Challenges involved in the Mission:

  • Retrofitting existing legacy city infrastructure to make it smart: There are a number of latent issues to consider when reviewing a smart city strategy. The most important is to determine the existing city’s weak areas that need utmost consideration, e.g. 100-per-cent distribution of water supply and sanitation. The integration of formerly isolated legacy systems to achieve citywide efficiencies can be a significant challenge.
  •  Availability of master plan or city development plan: Most of our cities don’t have master plans or a city development plan, which is the key to smart city planning and implementation and encapsulates all a city needs to improve and provide better opportunities to its citizens.
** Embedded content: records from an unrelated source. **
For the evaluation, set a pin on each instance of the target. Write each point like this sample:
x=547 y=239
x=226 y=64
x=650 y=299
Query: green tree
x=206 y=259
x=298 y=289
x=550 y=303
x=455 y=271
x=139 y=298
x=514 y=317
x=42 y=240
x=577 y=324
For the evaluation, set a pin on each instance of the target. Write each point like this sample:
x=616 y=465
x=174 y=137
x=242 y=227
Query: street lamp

Unfortunately 70-80 per cent of Indian cities don’t have one.
  • Three-tier governance: Successful implementation of smart city solutions needs effective horizontal and vertical coordination between various institutions providing various municipal amenities as well as effective coordination between central government (MoUD), state government and local government agencies on various issues related to financing and sharing of best practices and service delivery processes.
  • Providing clearances in a timely manner: For timely completion of the project, all clearances should use online processes and be cleared in a time-bound manner. A regulatory body should be set up for all utility services so that a level playing field is made available to the private sector and tariffs are set in a manner that balances financial sustainability with quality.
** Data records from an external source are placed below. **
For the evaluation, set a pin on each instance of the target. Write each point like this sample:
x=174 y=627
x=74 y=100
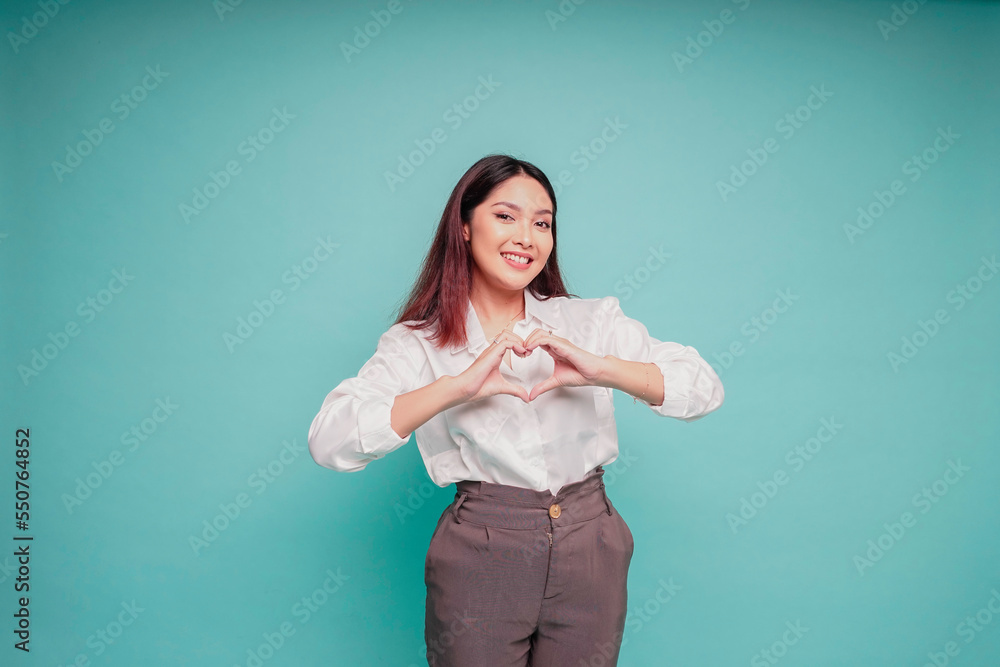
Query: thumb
x=545 y=385
x=515 y=390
  • Reliability of utility services: For any smart city in the world, the focus is on reliability of utility services, whether it is electricity, water, telephone or broadband services. Smart cities should have universal access to electricity 24×7; this is not possible with the existing supply and distribution system. Cities need to shift towards renewable sources and focus on green buildings and green transport to reduce the need for electricity.

Conclusion:

The Centre has apparently decided to skirt such a fundamental problem by adopting a ‘managed urbanization’ approach in the chosen cities, with the powers of municipal councils delegated to a Special Purpose Vehicle (SPV), under the Companies Act, that will act in its own wisdom. Clearly, there is a lot of low-hanging fruit on the road to smartness, and a nimble policy approach can tap this quickly. More importantly, the ideology that guides the plan should recognize that the vibrant life of cities depends on variety and enabling environments, rather than a mere technology-led vision. Pollution-free commons, walkability and easy mobility, with a base of reliable civic services, is the smart way to go.